Independent Clauses | n. —unusual words about underappreciated music

Bevel – Phoenician Terrane

November 1, 2007

bevel-album-artBevel – Phoenician Terrane

www.contraphonic.com

Contraphonic, Inc. (www.contraphonic.com)

Delicate, dreamy psychedelic-folk weaves a surreal musical experience

Listening to Bevel’s Phoenician Terrane is like finding oneself in that moment between awake and sleep.  It lulls the senses into a hazy trance and induces a dreamy, enduring calm.  But Phoenician Terrane is more than just surreal; it’s also delicate, distinct and finely crafted.

Phoenician Terrane pulls the listener in early with a quirky instrumental composition that leads to “Low-Income Glade,” in which the addition of flute and violin prove the quality and talent flowing through this album.  The song begins with a light, soaring melody and transitions into a darker, Gypsy-stylized mood.

Bevel has a knack for composing distinct and complex melodies that can be described as anything from sweet to dreamy, dark, or delicate, but are all nevertheless beautiful.  Unlike some albums which tend to sound like one lengthy song, each track on Phoenician Terrane is a distinct chapter in the surreal story that the music is telling.

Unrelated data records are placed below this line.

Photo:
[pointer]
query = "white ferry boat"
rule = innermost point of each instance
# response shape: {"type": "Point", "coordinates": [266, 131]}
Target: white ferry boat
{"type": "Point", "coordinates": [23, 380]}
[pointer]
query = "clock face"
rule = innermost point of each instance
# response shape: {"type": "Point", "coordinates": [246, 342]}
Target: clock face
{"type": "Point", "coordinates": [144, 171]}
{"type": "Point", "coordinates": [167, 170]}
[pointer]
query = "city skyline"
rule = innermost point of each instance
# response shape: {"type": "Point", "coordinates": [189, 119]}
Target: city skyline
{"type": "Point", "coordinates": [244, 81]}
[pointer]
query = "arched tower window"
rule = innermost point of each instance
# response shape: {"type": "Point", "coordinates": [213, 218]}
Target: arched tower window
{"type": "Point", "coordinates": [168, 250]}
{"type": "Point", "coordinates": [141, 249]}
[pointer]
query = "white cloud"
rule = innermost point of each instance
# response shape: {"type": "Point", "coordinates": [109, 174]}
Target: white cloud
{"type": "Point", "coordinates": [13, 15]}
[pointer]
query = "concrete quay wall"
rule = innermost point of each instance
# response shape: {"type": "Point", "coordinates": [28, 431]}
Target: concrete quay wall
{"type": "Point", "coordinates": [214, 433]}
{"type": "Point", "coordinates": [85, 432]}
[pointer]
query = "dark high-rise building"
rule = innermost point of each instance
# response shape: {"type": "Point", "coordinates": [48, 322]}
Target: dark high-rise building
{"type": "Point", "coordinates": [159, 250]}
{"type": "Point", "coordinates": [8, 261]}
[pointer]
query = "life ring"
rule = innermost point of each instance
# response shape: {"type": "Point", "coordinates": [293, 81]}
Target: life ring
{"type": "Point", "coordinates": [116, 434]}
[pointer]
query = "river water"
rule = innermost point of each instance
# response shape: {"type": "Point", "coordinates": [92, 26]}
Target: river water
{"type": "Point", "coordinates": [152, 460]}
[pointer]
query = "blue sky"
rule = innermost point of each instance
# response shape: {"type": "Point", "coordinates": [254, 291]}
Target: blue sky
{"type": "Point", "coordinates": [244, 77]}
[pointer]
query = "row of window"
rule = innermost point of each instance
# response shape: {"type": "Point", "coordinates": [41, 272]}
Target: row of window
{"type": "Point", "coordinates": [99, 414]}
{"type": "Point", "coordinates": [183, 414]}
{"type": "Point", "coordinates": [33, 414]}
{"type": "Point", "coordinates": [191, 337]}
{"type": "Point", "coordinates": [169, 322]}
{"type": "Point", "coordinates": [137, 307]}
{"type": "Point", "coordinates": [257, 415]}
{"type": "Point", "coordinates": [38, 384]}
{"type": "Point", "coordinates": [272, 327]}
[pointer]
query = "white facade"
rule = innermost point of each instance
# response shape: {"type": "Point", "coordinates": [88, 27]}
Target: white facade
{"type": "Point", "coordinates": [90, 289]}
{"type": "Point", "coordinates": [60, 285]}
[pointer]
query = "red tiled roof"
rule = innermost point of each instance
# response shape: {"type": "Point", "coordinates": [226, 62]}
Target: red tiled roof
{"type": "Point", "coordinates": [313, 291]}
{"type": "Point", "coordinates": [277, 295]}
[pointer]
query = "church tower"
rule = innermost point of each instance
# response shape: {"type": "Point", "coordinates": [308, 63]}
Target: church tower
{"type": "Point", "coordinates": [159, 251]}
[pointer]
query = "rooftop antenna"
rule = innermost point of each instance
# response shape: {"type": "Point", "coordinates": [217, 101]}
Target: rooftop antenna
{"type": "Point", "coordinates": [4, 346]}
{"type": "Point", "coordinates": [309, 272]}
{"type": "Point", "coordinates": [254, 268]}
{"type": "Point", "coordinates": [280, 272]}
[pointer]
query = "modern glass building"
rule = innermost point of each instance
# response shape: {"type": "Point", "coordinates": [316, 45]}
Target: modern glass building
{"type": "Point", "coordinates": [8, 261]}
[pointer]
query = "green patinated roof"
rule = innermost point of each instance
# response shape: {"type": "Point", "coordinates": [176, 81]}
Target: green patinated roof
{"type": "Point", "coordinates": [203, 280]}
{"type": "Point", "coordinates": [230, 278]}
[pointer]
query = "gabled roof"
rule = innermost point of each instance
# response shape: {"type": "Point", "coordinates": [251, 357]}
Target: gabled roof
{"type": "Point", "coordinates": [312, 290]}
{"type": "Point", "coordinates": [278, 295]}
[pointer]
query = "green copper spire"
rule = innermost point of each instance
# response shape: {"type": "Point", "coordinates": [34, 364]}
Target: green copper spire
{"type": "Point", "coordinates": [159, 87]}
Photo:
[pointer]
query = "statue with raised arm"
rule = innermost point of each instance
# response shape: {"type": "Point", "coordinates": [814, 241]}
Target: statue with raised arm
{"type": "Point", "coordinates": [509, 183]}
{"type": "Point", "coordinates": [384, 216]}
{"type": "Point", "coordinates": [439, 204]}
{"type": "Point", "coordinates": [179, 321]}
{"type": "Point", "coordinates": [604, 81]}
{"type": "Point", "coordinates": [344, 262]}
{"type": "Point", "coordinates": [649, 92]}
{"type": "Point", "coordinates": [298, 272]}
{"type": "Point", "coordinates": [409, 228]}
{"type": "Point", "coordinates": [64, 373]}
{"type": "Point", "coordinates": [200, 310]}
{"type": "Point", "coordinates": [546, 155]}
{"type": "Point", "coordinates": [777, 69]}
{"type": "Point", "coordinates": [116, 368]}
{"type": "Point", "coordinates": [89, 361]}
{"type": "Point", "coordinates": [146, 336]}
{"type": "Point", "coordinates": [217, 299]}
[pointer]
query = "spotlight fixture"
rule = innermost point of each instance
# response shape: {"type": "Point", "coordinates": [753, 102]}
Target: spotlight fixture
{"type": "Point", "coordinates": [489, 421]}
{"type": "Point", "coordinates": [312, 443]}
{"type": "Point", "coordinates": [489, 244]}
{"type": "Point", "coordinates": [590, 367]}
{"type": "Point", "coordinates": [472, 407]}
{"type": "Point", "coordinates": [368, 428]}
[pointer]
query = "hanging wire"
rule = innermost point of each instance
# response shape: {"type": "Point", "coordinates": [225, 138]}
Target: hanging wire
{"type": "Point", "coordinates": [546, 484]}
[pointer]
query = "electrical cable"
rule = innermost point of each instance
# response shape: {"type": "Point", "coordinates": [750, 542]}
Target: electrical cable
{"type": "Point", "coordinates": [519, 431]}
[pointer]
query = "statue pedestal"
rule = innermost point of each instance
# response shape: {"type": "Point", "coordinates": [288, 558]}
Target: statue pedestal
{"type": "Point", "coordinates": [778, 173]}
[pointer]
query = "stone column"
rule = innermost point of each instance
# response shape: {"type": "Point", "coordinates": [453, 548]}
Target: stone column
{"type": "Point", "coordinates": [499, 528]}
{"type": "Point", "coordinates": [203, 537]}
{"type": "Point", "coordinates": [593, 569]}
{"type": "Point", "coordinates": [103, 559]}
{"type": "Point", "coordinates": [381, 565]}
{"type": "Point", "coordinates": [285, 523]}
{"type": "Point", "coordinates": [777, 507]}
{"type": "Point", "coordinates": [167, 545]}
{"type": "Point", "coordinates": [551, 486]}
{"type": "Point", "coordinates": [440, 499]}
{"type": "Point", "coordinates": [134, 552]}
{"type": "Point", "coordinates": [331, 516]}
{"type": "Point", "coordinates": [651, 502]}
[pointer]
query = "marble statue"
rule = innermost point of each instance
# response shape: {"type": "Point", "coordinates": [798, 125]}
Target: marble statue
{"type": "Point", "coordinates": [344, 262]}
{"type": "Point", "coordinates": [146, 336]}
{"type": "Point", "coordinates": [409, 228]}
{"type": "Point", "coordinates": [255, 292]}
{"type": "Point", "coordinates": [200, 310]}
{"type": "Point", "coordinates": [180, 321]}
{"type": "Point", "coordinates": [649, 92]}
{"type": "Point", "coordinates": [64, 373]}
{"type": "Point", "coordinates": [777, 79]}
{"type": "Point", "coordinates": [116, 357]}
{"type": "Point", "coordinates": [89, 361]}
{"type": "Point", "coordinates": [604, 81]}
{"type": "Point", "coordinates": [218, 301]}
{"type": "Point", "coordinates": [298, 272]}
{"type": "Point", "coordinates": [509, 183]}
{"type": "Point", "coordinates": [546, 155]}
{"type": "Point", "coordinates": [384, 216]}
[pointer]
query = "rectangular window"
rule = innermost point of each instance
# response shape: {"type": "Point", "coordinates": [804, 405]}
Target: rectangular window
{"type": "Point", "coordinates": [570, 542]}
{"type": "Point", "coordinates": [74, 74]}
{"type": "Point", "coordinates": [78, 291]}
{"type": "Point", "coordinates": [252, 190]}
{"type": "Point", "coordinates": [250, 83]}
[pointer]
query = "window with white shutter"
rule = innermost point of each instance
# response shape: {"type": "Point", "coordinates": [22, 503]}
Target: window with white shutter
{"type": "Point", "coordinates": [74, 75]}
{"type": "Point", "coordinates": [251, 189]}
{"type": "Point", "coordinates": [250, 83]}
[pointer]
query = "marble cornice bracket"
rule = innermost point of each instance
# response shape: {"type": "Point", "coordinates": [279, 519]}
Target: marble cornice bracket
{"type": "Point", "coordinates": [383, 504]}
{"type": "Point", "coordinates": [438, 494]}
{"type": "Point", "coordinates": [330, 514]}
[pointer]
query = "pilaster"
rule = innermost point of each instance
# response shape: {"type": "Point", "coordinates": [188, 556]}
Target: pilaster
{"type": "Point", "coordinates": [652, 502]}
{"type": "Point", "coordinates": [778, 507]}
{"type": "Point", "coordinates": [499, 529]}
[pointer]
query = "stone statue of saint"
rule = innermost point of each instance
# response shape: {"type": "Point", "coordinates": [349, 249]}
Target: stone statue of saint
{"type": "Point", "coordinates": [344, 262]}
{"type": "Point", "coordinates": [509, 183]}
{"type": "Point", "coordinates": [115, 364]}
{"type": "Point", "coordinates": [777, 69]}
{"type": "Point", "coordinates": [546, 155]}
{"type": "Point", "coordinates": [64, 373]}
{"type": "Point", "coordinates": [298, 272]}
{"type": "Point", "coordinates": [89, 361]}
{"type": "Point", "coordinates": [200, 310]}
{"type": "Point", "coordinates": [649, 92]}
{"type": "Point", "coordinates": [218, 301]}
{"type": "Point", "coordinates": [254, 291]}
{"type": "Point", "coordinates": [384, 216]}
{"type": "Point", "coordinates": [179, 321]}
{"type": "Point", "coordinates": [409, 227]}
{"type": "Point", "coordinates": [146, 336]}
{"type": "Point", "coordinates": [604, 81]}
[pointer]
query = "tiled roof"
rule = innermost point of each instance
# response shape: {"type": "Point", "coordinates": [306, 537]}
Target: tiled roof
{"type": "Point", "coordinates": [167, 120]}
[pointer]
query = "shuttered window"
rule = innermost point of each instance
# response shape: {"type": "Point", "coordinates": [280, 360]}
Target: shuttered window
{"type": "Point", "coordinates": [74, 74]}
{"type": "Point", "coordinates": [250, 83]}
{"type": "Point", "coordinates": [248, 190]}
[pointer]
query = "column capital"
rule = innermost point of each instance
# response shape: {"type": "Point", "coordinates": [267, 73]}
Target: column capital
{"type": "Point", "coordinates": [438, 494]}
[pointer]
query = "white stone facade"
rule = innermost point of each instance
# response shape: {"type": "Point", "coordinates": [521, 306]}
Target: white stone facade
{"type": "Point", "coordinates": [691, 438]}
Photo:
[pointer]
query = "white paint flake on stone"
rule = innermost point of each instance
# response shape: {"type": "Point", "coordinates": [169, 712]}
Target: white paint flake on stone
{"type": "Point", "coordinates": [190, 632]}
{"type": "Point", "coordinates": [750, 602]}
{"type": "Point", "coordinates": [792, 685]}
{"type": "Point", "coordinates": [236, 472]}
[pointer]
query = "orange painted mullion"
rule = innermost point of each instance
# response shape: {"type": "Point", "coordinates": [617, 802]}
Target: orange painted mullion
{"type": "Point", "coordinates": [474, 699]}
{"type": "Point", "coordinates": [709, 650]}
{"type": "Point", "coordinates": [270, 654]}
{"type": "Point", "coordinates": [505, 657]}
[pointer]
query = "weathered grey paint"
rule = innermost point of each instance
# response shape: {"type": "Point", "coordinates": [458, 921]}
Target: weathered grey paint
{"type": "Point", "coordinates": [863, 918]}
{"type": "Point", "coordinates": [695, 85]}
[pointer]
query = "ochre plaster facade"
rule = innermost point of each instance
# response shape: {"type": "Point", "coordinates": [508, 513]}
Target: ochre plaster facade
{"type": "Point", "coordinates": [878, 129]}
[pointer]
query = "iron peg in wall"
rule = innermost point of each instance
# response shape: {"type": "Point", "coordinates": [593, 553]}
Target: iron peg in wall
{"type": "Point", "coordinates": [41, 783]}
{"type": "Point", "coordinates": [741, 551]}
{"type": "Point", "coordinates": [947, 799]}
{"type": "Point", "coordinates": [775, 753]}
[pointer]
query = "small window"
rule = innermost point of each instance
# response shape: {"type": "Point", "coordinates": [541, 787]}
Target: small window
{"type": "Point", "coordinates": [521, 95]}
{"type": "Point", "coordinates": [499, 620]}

“Since the World” is an example of Bevel’s talent for creating great melodies as well as the band’s ability to harmonize between the variety of instruments used.  This ability to harmonize is also especially prevalent in “Coronation Day,” a folk song built on distinct yet expertly interwoven layers of instrumentation.

Along with beautiful melodies and artful harmonizing, Bevel also has mastered the ability of inspiring vivid imagery from their music.  “In Purchase” is the best example of this, painting a vibrantly haunting scene with the synthesizer and violin.

The album bogs down briefly in the middle with the mild “A Forest Ends” and “Balustra,” but picks itself back up with a guitar melody that falls like raindrops through “Vice Versa.”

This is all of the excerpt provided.